At day 1 after implantation with the drainage device, the patient’s postoperative appearance and IOPs were good (VA was hand motion and IOP was 9 mm Hg OD). His medications at this visit included prednisolone every 2 hours OD and gatifloxacin ophthalmic solution 0.5% (Zymaxid, Allergan/AbbVie) four times daily OD. Given the patient’s much improved early response, repeat DSEK approximately 3 months post tube would be the plan, as long as the pressure remained stable.

SEPTEMBER 13 FOLLOW-UP VISIT

At day 1 after the patient’s DSEK procedure, he underwent repeat DSEK, inferior laser peripheral iridotomy, superficial keratectomy, superior cautery punctal occlusion, entropion repair with Quickert sutures, and temporary tarsorrhaphy. His vision was hand motion with the tarsorrhaphy in place and pressure was soft with palpation of the eye.

FEBRUARY 2023 FOLLOW-UP VISIT

The patient returned 5 months later and his VA was 20/200 OD. His IOP was 20 mm Hg OD, and he was taking only brimonidine and timolol at this time.

As expected, after the need for multiple surgical procedures and ongoing topical pressure lowering, this patient’s surface punctate epithelial keratitis was more diffuse with filaments. He was also noticing “fleeting moments” of improved vision, as the variability of his vision and immediate tear break-up was more pronounced (Figures 5-8).

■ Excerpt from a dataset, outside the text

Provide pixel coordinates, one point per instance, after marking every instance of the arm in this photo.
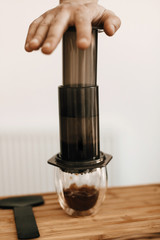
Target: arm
(46, 31)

I thought we could consider more comprehensive ocular surface treatment, and that he would benefit from autologous serum, platelet rich plasma, amniotic membrane extract drops, and in-office OSD treatment (microblepharoexfoliation, intense pulsed light therapy with meibomian gland expression, and meibomian gland probing to further improve the surface of his corneal surface and the quality and production of his tear film). We would need to balance this with the patient’s ability to keep up with such an onerous ocular regimen. An additional recommendation would be for the patient to consider a scleral lens, assuming the ocular surface inflammation was improved, to help treat the evaporative component. The scleral lens would complement the in-office OSD treatments mentioned above and would be in addition to improving his overall irregular astigmatism and rough surface and plan for corneal sensitivity testing on follow-up before putting in any drops during the workup that day.

CONSIDER THE COMPLETE PICTURE

There are many important lessons to be learned from this case. One key habit to keep front and center is to ensure comprehensive communication between all specialists involved. We have a thorough understanding of how polypharmacy and the need for multiple surgeries can affect the ocular surface; thus, it’s important to keep this in mind any time a patient with vision compromise from multiple diseases is frustrated with variable vision, so that appropriate treatments can help these patients.

An important factor highlighted in this case is the effect that pressure-lowering treatment can have on a corneal transplant in a patient who is high-risk and the need for ongoing use of a steroid eye drop on variable IOPs. So, the next time you are near the end of the line with your glaucoma treatments for a patient with a previous failed transplant and comorbid glaucoma requiring a tube shunt, keep in mind the added risk of corneal decompensation with CAIs.^1-3 Alternatives may be more appropriate as you continue to balance multiple comorbid diseases, and ongoing ocular surface treatment can help improve the quality of remaining vision.